Winter Park is a two-hour drive from Sarasota; if you’re spending the night, make a reservation at the luxe Alfond Inn, which is owned by Rollins College and which took the place of the much-beloved old Langford Resort Hotel—where my parents held their wedding reception 38 years ago—after it was torn down. The Alfond is just steps away from Park Avenue, which should be your next stop; throw your bags on your bed and head out the door to explore.
Park Avenue is Winter Park’s Main Street, home to a big, green park and packed with interesting shops and restaurants. In the spring, the annual Sidewalk Art Festival—now in its 58th year—takes over the park and welcomes tourists and artists from all over the world; over the holidays, there’s a huge tree-lighting ceremony and the entire avenue glitters with sparkly lights. Stop in for a bite and a beverage at Prato Restaurant, which serves seasonal, modern Italian food in a gorgeous space (you’ll want to Instagram the restaurant’s living wall).
After you eat, grab a coffee for the road at Barney’s Coffee & Tea, then keep walking toward the Morse Museum, home to a globally recognized collection of pieces by Louis Comfort Tiffany, including glass lamps, windows, paintings, jewelry and more; admission is just $6. Beyond that, at the end of Park Avenue, is Casa Feliz, a historic home built by noted architect James Gamble Rogers II. It was saved from destruction in 2005 by a dedicated group of Winter Parkers who raised funds to pick up and move the house to its current location next to the Winter Park Golf Course. In addition to being a popular wedding venue (my husband and I got married there in 2016), it’s open for tours and presents weekly music programs.

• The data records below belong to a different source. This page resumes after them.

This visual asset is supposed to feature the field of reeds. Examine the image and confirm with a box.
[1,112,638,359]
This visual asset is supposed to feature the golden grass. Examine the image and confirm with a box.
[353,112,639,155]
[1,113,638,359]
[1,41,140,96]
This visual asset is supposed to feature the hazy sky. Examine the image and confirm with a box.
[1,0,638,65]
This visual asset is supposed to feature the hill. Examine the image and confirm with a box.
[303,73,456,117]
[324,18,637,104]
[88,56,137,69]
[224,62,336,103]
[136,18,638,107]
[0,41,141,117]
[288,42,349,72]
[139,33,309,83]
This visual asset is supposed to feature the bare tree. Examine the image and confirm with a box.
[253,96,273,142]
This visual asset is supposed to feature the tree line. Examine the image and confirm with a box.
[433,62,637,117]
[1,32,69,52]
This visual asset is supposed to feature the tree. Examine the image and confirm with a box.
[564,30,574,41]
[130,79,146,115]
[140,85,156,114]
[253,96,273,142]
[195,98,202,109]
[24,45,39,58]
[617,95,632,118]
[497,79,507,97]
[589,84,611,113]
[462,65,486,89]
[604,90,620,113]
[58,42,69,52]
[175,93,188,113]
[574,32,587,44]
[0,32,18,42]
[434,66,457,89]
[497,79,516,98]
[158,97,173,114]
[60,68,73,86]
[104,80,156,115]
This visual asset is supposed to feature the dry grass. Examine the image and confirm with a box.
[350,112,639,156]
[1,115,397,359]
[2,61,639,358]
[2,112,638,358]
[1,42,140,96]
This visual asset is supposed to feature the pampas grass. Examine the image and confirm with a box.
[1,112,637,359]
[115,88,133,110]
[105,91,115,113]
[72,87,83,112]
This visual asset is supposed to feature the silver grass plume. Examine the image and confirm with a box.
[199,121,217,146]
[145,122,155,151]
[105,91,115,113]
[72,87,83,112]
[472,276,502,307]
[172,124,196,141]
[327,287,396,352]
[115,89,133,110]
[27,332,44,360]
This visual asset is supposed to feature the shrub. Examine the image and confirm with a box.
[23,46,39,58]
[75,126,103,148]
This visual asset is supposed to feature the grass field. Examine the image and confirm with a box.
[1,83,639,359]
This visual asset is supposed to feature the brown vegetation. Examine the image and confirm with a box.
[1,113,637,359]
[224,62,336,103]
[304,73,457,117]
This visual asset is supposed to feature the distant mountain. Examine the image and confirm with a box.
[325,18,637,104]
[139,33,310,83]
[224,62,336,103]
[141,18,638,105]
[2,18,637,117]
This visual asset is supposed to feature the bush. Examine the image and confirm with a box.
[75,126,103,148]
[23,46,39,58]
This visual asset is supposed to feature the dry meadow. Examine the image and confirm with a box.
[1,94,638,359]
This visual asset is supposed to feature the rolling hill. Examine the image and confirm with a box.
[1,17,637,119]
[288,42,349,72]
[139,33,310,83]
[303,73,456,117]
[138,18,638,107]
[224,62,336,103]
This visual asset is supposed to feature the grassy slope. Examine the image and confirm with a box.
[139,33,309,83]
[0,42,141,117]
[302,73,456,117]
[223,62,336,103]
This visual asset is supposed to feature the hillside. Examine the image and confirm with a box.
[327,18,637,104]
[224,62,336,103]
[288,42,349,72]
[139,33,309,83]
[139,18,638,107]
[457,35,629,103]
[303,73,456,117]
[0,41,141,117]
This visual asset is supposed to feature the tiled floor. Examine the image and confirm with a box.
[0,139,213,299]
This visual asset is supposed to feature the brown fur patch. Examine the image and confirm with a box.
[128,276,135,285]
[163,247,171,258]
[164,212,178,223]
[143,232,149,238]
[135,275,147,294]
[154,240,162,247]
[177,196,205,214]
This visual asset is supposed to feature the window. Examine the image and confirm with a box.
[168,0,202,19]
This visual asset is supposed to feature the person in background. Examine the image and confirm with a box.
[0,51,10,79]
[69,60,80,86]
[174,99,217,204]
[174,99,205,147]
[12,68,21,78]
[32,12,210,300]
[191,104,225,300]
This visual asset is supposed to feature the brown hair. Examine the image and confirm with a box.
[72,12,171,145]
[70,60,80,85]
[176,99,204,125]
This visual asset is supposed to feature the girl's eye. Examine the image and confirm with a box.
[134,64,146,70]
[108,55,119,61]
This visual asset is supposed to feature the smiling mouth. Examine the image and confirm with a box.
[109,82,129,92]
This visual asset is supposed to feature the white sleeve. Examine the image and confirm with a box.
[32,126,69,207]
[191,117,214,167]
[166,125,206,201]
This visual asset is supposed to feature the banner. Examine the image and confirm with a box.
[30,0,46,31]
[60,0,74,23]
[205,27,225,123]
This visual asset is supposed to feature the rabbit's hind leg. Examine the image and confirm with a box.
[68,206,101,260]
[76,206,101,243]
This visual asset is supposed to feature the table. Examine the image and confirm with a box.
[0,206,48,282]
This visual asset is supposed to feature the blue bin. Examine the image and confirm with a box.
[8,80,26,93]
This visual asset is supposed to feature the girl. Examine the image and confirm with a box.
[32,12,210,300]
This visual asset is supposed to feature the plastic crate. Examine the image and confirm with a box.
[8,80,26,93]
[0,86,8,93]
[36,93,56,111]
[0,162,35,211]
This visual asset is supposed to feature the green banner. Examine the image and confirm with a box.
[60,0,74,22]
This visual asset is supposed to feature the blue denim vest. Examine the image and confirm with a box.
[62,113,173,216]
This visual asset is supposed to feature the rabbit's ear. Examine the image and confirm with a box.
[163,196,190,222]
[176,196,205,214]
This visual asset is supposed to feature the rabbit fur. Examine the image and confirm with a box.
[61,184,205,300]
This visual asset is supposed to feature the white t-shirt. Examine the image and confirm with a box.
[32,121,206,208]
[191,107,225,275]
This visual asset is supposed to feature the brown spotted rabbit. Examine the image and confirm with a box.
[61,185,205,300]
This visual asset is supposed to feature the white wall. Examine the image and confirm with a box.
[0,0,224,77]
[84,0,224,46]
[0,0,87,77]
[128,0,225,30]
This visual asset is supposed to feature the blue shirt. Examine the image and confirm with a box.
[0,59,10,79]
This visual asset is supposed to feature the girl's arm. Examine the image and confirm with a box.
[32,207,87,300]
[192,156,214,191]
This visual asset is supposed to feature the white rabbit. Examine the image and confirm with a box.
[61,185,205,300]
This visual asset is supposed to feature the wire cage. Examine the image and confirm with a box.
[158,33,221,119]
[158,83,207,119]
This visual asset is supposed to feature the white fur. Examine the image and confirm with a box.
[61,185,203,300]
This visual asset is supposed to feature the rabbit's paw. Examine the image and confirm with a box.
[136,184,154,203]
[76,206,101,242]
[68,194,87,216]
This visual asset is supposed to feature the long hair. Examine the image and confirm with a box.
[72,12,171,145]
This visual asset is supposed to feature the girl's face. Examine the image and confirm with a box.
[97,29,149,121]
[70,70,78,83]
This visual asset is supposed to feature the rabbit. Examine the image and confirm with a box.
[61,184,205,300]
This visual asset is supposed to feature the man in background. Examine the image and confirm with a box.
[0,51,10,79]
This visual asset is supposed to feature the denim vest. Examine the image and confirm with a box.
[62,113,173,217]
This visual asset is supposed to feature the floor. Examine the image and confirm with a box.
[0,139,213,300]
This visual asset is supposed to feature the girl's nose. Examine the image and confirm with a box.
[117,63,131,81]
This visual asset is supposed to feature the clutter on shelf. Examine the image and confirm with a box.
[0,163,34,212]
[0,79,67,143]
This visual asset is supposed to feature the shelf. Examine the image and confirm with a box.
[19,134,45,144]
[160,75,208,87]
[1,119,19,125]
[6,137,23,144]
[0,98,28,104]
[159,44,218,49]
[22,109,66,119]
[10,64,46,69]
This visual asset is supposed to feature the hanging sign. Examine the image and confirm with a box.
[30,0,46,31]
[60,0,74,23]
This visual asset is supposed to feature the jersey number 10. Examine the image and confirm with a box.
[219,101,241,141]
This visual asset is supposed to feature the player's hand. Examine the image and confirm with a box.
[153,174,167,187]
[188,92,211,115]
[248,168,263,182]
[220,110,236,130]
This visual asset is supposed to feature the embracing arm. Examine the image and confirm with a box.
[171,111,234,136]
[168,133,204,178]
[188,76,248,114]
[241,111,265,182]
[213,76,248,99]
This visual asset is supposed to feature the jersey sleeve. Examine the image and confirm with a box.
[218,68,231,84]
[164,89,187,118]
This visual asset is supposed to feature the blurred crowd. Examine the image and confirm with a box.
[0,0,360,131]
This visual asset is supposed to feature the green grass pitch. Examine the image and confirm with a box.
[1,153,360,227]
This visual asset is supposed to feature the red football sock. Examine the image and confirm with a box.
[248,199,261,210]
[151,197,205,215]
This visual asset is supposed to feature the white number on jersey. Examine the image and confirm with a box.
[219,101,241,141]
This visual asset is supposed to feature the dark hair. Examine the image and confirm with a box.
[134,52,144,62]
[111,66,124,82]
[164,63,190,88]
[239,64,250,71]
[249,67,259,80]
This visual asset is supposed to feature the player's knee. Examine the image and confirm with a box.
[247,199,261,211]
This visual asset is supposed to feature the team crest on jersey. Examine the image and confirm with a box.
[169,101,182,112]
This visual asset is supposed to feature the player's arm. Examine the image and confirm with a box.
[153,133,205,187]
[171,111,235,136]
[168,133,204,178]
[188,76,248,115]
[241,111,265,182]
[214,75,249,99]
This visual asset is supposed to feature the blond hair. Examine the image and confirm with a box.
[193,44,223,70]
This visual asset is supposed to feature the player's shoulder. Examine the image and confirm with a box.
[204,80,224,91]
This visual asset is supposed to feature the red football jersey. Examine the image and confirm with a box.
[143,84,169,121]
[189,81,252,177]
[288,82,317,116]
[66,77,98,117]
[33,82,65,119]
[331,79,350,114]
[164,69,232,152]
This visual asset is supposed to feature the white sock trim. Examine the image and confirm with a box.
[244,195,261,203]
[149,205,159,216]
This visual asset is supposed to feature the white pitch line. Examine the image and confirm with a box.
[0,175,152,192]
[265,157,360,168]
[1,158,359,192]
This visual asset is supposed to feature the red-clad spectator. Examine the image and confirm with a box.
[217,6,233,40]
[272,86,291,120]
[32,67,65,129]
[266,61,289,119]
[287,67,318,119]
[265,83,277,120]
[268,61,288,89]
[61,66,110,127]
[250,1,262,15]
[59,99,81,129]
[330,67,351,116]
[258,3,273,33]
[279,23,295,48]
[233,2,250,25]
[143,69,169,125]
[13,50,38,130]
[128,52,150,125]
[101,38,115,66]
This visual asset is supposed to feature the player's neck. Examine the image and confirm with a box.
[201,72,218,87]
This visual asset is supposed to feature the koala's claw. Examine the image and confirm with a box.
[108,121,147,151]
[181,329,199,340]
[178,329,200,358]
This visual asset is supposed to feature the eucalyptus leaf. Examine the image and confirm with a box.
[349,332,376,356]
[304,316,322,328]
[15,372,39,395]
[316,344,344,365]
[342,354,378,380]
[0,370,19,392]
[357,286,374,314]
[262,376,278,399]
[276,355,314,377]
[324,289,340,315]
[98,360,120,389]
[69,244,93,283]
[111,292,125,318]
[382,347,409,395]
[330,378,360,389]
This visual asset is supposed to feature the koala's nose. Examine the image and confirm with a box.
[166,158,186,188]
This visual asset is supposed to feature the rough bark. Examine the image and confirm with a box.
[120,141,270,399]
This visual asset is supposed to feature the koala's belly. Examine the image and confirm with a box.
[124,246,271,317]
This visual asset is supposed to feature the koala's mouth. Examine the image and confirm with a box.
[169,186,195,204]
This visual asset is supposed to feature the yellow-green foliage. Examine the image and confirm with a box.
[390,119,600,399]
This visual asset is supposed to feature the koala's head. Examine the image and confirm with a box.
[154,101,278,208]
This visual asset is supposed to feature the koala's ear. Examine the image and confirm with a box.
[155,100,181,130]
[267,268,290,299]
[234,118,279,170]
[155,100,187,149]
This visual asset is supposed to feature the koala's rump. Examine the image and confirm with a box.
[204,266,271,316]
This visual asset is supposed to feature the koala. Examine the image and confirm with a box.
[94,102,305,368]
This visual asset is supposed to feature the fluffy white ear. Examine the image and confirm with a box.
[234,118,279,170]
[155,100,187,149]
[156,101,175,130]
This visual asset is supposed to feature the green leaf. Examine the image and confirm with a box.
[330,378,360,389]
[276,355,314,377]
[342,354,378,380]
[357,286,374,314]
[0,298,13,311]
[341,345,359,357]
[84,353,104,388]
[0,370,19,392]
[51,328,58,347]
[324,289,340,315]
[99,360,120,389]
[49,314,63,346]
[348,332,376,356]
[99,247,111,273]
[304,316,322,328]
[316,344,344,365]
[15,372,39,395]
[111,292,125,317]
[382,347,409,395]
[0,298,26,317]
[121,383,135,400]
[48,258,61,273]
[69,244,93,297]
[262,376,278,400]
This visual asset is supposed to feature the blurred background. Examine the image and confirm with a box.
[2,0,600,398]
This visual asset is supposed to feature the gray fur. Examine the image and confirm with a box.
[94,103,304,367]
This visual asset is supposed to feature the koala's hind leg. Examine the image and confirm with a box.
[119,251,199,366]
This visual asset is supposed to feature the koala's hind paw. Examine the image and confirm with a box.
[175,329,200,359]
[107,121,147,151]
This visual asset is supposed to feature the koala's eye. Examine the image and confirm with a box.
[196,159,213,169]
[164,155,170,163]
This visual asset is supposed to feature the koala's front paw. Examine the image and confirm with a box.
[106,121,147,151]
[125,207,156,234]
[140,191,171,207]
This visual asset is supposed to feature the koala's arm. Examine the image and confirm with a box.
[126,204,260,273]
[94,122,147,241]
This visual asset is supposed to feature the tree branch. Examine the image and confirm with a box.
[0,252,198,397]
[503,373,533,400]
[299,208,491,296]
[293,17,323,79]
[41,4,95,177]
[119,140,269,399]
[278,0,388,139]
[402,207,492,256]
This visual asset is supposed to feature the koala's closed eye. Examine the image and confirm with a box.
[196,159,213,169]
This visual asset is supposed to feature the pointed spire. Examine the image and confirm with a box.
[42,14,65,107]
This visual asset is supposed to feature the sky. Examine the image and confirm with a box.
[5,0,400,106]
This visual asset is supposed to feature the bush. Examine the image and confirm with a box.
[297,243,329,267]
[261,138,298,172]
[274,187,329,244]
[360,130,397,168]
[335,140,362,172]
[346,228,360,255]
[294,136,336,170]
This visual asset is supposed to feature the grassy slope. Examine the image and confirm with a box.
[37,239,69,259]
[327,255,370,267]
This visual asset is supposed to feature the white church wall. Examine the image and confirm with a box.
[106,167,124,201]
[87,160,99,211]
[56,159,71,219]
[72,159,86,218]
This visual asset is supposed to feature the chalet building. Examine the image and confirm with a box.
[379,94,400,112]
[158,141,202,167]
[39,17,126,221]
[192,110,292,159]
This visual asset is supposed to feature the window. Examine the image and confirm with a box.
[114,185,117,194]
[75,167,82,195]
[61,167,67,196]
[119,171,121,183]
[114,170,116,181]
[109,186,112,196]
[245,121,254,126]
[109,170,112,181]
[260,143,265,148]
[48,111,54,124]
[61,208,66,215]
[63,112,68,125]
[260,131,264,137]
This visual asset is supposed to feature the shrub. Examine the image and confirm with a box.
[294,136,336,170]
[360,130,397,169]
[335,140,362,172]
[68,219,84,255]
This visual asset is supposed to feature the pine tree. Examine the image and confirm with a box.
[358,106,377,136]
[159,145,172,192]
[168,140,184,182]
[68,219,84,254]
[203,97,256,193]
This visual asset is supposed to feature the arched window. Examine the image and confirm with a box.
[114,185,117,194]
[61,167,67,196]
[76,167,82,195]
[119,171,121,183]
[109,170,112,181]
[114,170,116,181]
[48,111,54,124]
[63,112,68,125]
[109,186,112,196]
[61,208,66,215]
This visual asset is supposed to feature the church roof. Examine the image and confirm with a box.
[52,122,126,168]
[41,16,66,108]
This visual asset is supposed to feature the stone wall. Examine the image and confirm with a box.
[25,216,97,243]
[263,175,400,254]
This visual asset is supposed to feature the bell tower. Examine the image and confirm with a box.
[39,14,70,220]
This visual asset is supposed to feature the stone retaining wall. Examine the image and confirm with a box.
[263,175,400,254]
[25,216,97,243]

Another museum option, also within walking distance of the Alfond Inn, is the Albin Polasek Museum & Sculpture Gardens, dedicated to the legacy of Czech-American sculptor Albin Polasek; it’s home to both a permanent collection and rotating visiting exhibitions.
A few blocks north, just across the train tracks, is the Hannibal Square area, where you’ll find more shops and restaurants, including the internationally renowned Rifle Paper Co., where owner and creative director Anna Bond sells her whimsical floral stationery and accessories out of a charming brick storefront (they’re also available online at riflepaperco.com). Stock up on stationery, then head to dinner and drinks at The Ravenous Pig, a modern gastropub known for its house-made charcuterie and creative craft cocktails.
Other must-dos: the one-of-a-kind Winter Park Scenic Boat Tour, during which visitors can pile into 18-passenger pontoon boats and take a historic tour of the Winter Park Chain of Lakes; a visit to the lakefront Kraft Azalea Gardens, where you can chill out with a book and a blanket and ogle the beautiful homes that flank the park; and, if you’re there on a Saturday, the bustling Winter Park Farmer’s Market, which is packed with local vendors. And don’t miss the opportunity for a (free!) round of golf at the eight-hole Winter Park Golf Course, or the chance to walk around Rollins College, which in addition to its beautiful Spanish architecture and lakefront location is home to several galleries and a historic chapel.
From Morse Museum director Dr. Larry Ruggiero
“Winter Park is a pleasant, picturesque town. The people here want to keep it looking good, and it’s relatively quiet. But at the same time, it’s in a fair-sized metro area with national and international links, like the airport, colleges and attractions.”
“My wife and I enjoy Park Avenue. We love Miller’s Hardware.”
“There’s always something interesting going on at Rollins College—lectures, the Bach choir, etc.”
“Neither the City of Winter Park nor the Morse Museum do a tremendous amount of marketing, so Winter Park is a hidden jewel. For example, Hamish Bowles from Vogue happened to stop in Winter Park and wrote about it and the museum in the magazine. He loved it. That’s the kind of experience we want people to have.”
“Don’t miss the Laurelton Hall experience at the Morse Museum, which really enhances the collection, or The Domes of Yosemite by Albert Bierstadt, which is currently on loan from the St. Johnsbury Athenaeum in Vermont.”